Rettungsassistent im Interview: „Du bist einfach da für deine Stadt“

Published 10/12/2017 in Gesellschaft, Menschen

Rettungsassistent im Interview: „Du bist einfach da für deine Stadt“
Man hört die Sirene, und man weiß, es ist was passiert: Im Schnitt muss ein Team mit seinem Rettungswagen in acht Stunden sechs Einsätze fahren. Nicht jeder davon ist dramatisch.

Ernst Koban arbeitet seit mehr als vier Jahrzehnten im Rettungsdienst. Ein Gespräch über Mitleid und schwarzen Humor, Gaffer und Anspruchsdenken.

Herr Koban, Sie dürften einer der dienstältesten Rettungsassistenten überhaupt sein. Was war Ihr allererster Einsatz Mitte der siebziger Jahre?

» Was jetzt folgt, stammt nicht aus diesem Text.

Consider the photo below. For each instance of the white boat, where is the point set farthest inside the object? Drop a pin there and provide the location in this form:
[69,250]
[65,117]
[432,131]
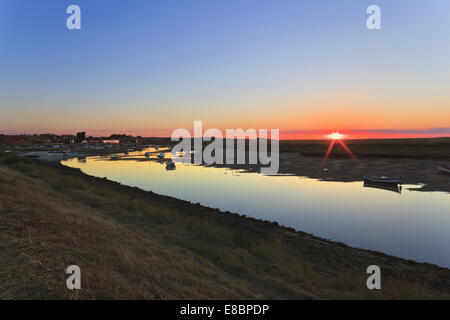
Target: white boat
[170,166]
[382,179]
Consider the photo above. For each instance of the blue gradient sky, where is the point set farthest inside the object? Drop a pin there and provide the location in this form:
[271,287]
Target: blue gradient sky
[147,67]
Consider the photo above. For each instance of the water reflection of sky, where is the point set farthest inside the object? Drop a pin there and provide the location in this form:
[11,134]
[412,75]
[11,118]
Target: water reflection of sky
[412,225]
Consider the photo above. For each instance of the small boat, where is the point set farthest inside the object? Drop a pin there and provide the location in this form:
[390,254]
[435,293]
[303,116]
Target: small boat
[444,168]
[384,186]
[170,166]
[382,179]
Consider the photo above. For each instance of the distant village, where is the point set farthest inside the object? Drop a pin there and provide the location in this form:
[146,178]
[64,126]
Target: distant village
[52,140]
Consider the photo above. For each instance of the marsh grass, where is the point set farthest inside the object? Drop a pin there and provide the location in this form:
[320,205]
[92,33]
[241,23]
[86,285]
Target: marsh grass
[135,244]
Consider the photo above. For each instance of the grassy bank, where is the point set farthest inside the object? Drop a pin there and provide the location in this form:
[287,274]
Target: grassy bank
[433,148]
[135,244]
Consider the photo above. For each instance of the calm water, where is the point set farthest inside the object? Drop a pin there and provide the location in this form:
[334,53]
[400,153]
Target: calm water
[412,225]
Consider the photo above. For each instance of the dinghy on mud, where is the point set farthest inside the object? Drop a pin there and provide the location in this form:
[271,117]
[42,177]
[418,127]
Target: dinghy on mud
[383,180]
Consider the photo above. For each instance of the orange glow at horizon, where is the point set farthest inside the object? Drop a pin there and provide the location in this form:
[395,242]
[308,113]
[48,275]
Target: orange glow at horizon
[336,136]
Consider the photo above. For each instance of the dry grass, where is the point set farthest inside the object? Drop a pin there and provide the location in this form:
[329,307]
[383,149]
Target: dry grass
[132,244]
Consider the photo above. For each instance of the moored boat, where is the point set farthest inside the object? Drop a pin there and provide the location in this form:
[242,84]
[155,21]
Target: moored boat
[170,166]
[382,179]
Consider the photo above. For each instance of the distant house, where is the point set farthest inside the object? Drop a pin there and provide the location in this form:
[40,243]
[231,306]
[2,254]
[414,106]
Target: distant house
[111,141]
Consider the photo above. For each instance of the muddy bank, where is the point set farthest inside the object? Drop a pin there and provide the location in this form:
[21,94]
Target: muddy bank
[422,172]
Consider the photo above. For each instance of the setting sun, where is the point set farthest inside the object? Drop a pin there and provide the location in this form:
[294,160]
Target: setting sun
[335,136]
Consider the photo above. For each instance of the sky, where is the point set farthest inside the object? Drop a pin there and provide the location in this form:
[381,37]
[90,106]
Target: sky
[146,68]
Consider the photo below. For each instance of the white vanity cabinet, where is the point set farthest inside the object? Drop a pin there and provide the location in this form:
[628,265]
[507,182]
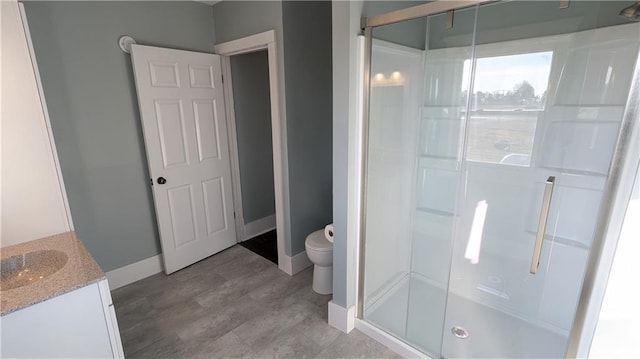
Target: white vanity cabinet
[78,324]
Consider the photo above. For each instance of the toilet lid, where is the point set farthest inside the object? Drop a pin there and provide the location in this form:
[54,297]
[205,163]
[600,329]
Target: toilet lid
[318,242]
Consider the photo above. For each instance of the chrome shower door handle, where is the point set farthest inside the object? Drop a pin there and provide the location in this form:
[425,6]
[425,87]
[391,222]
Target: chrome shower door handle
[542,224]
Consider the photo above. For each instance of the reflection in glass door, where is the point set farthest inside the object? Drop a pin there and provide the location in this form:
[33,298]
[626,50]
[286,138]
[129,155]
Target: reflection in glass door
[484,184]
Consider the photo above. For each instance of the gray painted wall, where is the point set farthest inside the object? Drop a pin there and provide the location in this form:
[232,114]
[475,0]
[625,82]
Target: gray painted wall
[307,48]
[252,105]
[89,88]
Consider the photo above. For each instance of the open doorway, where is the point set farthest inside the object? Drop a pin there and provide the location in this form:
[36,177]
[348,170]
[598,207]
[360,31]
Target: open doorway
[252,100]
[256,214]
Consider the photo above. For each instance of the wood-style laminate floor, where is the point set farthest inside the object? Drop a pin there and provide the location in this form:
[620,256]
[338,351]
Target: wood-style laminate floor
[234,304]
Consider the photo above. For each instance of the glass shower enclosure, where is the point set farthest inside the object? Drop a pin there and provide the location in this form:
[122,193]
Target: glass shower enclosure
[490,140]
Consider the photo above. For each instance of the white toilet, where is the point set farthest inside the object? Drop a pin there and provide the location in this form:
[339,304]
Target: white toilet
[320,252]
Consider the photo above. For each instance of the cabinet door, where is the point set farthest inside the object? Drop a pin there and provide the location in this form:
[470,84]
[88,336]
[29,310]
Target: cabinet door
[72,325]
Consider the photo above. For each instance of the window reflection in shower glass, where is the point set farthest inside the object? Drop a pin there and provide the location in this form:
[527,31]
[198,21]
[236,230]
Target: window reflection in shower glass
[508,96]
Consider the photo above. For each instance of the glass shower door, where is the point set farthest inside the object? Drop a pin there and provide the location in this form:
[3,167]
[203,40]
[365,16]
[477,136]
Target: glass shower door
[548,89]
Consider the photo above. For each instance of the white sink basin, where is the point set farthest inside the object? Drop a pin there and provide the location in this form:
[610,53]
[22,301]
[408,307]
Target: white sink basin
[28,268]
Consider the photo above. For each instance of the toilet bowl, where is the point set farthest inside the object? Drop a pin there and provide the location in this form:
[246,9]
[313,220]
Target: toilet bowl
[320,253]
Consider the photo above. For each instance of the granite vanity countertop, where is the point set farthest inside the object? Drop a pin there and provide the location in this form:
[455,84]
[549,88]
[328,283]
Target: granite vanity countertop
[80,270]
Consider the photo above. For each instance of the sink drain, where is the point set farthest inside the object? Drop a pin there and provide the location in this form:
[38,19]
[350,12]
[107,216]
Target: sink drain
[460,332]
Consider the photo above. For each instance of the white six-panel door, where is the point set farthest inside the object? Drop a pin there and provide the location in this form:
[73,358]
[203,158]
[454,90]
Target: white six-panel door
[185,133]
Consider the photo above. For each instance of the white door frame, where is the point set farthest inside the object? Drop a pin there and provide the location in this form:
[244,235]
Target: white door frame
[265,40]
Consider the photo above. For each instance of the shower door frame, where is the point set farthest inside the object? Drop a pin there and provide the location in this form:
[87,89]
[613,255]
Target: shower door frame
[617,189]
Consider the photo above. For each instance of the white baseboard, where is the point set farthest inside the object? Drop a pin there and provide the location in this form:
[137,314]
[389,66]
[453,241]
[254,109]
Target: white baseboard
[134,272]
[295,264]
[259,227]
[341,318]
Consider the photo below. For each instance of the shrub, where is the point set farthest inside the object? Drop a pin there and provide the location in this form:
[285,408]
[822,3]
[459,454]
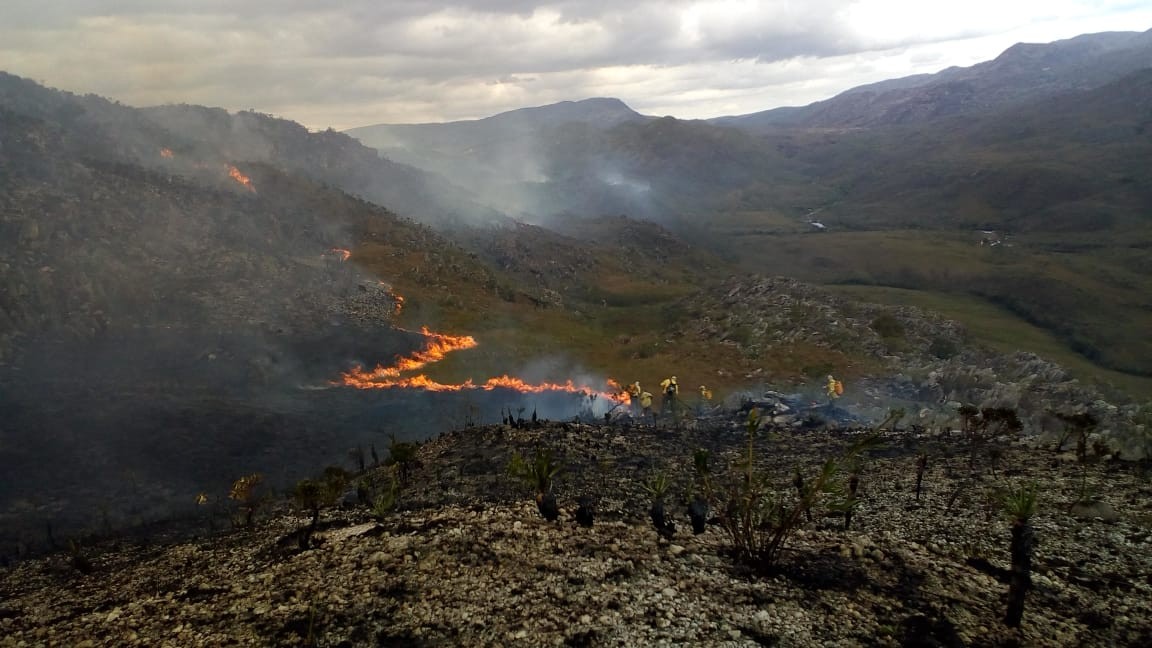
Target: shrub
[759,519]
[887,326]
[1020,506]
[942,348]
[243,491]
[536,473]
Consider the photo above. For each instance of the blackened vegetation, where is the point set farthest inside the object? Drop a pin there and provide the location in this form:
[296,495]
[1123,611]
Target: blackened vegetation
[1020,505]
[585,511]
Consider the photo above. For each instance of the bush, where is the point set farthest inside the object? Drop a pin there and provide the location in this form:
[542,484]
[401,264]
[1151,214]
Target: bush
[759,518]
[536,473]
[942,348]
[887,326]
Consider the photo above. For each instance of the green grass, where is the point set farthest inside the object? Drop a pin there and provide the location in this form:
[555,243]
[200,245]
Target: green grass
[1000,330]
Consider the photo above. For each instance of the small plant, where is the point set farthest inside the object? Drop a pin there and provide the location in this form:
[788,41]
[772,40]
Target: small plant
[658,487]
[1020,506]
[78,560]
[243,491]
[922,464]
[1078,427]
[760,520]
[537,473]
[309,496]
[357,457]
[850,502]
[386,499]
[402,454]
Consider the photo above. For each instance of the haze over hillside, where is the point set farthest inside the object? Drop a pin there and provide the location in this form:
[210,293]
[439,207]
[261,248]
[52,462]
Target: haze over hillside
[1045,144]
[174,273]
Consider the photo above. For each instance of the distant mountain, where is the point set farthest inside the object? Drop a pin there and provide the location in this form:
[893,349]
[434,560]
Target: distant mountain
[502,159]
[171,310]
[1022,73]
[460,136]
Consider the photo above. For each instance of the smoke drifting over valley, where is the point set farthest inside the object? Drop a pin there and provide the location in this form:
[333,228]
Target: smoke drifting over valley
[177,306]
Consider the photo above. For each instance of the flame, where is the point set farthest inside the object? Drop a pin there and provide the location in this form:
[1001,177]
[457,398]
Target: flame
[440,345]
[241,178]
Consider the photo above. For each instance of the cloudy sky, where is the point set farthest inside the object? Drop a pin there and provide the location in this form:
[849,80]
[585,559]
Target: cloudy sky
[355,62]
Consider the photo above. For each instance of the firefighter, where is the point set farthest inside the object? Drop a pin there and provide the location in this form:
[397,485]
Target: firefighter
[835,389]
[634,396]
[646,402]
[705,399]
[671,389]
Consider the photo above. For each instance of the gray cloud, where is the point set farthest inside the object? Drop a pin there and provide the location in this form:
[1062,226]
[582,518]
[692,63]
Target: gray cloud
[365,61]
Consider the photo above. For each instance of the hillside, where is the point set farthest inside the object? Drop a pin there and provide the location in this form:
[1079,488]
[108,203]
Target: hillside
[467,559]
[1046,150]
[1023,73]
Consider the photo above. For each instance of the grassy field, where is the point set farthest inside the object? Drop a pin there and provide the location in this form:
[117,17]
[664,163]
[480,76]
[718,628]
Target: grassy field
[999,329]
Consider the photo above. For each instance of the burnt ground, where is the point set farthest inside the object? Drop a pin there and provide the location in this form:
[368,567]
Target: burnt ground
[465,559]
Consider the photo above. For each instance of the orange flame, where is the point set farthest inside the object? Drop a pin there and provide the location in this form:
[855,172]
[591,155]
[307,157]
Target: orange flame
[241,178]
[438,346]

Ich war 16 und durfte als dritter Mann in einem alten Ford Transit beim Roten Kreuz mitfahren. Sonntagnachmittag ging es mit einem Blaulichteinsatz mit Hubschrauberlandung los- einem jungen Soldaten hatte es die Munitionskiste zerrissen. Danach sind wir zu einem kleinen Kind mit offenem Schädel-Hirn-Trauma gefahren, bei dem das Gehirn quasi zu sehen war. Abends lag ich dann im Bett und hab mich gefragt: Das soll jetzt schön sein? Ich hatte mir die Arbeit ganz anders vorgestellt, irgendwie heroischer. Aber nach einem Mal wollte ich es nicht schon abhaken und bin weiter mitgefahren. Und die Faszination wurde immer größer.

Was genau hat Sie am Rettungsdienst so begeistert?

Gut, zum einen war für mich immer klar, dass ich mal Feuerwehrmann werden würde. Alles mit Blaulicht fand ich toll. Das ist zwar bei vielen Buben so, aber bei mir blieb es. Das Schöne ist, dass man ja nie weiß, was passiert. Du bist einfach da für deine Stadt. Da, wenn deine Stadt aufwacht, und da, wenn sie einschläft. Am faszinierendsten war aber dieser Korpsgeist, der Zusammenhalt in der Truppe. Wenn es einem von uns nach dem Einsatz schlechtging, hat der keinen Kriseninterventionsdienst gebraucht, sondern ist mit uns nach der Arbeit in die Kneipe. Und wurde da wieder aufgebaut. Es war eine richtige eingeschworene Gemeinschaft, eine absolute Männerdomäne. Man war sich eigentlich näher als den eigenen Ehefrauen.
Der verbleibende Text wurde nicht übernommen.